Many coaches leave out how to prepare for a PR. Sadly, all they expect from their athletes or clients is to show up on time and try an attempt at their pre-planned program. The night before you are planning on setting a PR is not the time to be up all night. Ideally you should schedule yourself for two good night’s sleep leading into your PR day. Keep your diet normal and eat what you are used to eating. Remember the less the change in your diet the better off you are. Two days before your PR session is not the time to start eating healthy, unhealthy, or trying the latest greatest diet fad.

We want your body 100% focused on your heavy training session. We know the human body is an amazing machine. Two days before a heavy PR training session, ideally you want to keep things as close to your normal routine as possible. Make sure you have your training gear out the night before, looking for your lifting shoes or favorite belt the day of your heavy PR session can be extremely frustrating and a waste of nervous energy. Confidence is the key – you want to enter the gym with an air of calm confidence, reflecting on the hard work you have put in. Visualize how good you will feel after you make your PRs. Begin the day with the end in mind.
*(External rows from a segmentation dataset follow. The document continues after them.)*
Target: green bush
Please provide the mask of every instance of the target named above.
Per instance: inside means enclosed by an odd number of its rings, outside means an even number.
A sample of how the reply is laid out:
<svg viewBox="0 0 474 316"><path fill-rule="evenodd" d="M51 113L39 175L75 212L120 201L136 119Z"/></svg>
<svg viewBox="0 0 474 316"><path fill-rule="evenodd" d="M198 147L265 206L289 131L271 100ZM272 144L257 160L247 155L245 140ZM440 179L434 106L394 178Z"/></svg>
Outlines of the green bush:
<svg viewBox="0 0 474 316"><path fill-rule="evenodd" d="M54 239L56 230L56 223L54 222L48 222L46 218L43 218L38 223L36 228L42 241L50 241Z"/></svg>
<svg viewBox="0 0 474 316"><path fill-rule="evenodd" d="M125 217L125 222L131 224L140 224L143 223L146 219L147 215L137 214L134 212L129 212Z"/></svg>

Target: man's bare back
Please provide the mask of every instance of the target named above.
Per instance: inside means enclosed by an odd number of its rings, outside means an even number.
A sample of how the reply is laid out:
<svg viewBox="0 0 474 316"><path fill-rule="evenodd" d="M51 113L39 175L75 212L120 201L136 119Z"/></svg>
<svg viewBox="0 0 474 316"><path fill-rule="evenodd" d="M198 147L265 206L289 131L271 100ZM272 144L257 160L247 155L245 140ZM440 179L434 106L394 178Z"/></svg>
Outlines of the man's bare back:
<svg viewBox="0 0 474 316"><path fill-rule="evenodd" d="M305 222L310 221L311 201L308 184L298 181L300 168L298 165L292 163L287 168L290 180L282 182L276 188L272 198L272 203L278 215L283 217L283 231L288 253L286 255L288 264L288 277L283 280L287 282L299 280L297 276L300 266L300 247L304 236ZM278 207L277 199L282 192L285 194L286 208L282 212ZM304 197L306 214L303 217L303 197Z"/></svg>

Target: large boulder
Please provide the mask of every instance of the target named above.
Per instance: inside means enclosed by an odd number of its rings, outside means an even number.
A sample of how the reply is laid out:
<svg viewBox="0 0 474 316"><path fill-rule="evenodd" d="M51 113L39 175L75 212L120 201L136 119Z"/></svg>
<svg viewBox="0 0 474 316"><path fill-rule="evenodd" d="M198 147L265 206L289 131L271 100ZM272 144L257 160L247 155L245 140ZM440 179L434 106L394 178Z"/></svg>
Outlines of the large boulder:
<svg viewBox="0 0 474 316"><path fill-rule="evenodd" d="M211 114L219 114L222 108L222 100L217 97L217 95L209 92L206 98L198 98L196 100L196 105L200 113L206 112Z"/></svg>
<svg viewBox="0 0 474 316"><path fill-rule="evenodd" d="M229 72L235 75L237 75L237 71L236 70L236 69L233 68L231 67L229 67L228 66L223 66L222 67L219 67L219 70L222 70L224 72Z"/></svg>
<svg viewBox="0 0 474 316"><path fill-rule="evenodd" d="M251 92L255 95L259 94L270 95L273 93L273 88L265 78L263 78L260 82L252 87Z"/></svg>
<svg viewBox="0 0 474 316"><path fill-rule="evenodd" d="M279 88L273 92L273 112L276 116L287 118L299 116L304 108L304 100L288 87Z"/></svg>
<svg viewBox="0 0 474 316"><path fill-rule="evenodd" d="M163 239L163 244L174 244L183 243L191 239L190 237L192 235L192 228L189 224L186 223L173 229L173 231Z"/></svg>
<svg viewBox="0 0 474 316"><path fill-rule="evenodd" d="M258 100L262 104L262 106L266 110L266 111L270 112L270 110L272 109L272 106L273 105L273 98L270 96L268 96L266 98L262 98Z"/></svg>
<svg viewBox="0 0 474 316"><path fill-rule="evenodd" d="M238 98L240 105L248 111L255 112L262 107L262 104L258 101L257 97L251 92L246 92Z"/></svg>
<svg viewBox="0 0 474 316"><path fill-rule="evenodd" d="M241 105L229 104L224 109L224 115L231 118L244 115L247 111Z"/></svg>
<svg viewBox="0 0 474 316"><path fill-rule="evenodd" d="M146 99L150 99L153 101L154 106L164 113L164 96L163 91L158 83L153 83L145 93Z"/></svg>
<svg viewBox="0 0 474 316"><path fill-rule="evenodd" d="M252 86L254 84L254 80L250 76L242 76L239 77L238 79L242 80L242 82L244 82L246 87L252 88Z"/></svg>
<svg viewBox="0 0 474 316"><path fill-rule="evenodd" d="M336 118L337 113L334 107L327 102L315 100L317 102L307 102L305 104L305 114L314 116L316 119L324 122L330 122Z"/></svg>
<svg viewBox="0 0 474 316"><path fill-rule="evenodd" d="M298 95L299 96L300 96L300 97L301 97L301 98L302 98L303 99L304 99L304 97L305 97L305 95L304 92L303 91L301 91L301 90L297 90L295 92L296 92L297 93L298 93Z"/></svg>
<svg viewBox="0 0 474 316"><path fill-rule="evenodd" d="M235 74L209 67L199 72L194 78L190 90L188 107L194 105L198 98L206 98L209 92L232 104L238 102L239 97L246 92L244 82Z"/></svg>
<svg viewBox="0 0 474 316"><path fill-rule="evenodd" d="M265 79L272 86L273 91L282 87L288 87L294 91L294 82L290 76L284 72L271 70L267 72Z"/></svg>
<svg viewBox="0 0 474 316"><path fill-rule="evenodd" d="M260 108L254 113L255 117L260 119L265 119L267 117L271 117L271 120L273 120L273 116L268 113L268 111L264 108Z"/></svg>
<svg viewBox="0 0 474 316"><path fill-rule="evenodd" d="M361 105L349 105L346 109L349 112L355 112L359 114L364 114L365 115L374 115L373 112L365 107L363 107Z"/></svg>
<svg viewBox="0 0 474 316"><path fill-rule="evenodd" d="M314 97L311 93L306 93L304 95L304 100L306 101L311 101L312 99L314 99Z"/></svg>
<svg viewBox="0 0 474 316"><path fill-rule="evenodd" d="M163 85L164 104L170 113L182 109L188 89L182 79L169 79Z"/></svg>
When you walk in the gym you want to feel normal at the least and great at best. Preparation is a key component to your success. The final wrench that may come flying your way is when you are totally prepared – your sleep, diet, and rest are all on point, and yet even the most experienced lifters will inevitably encounter an occurrence on PR day that will test your resolve. You will walk in the gym confident, and your first set of warmups feel like crap. Now what?

I have to handle this situation often with new trainees, when you are prepared and your body still feels bad. There is only one answer, “Your body is lying to you.” This is where mental toughness comes into play. You need to regroup and start pumping yourself up. Each person is motivated differently and motivates themselves differently. The key here is you must be prepared. Remember that, for the most part, we write our own movie, so make sure when you are writing your movie you play the good guy, the hero, the character that is invincible. Pull yourself up, rub some dirt on your hands, and picture yourself setting that PR. Do whatever it takes to get you motivated – this is gut check time, and failure is not an option. Proceed to maximum.

When your preparation is on point, and you still fail your PR, you are not training heavy enough, doing enough work in your training leading up to the PR attempt, and not doing what it takes to recover. At this point we all face that moment of truth: how important is the PR to you, and are you willing to do what it takes to succeed? Doing what it takes to succeed involves hard work, commitment, and dedication. If you find yourself routinely not hitting your PRs and stalling, there are two options:

1. Stay where you are, or get weaker.

2. Work harder and lift heavier weights in training, and get stronger.

Getting stronger by doing less is a dream, not a plan. We all know the problem with dreams is that eventually you wake up. A good coach is invaluable, and it is your job to hold your coach and yourself accountable. Setting PRs and winning gold medals takes a team effort. A great coach gets just as excited when a 5-year-old sets a PR as when his elite athlete sets an American record. No matter what age the athlete or level of training advancement, the sole job of your coach is to get you stronger. All things in life are easier when you are stronger.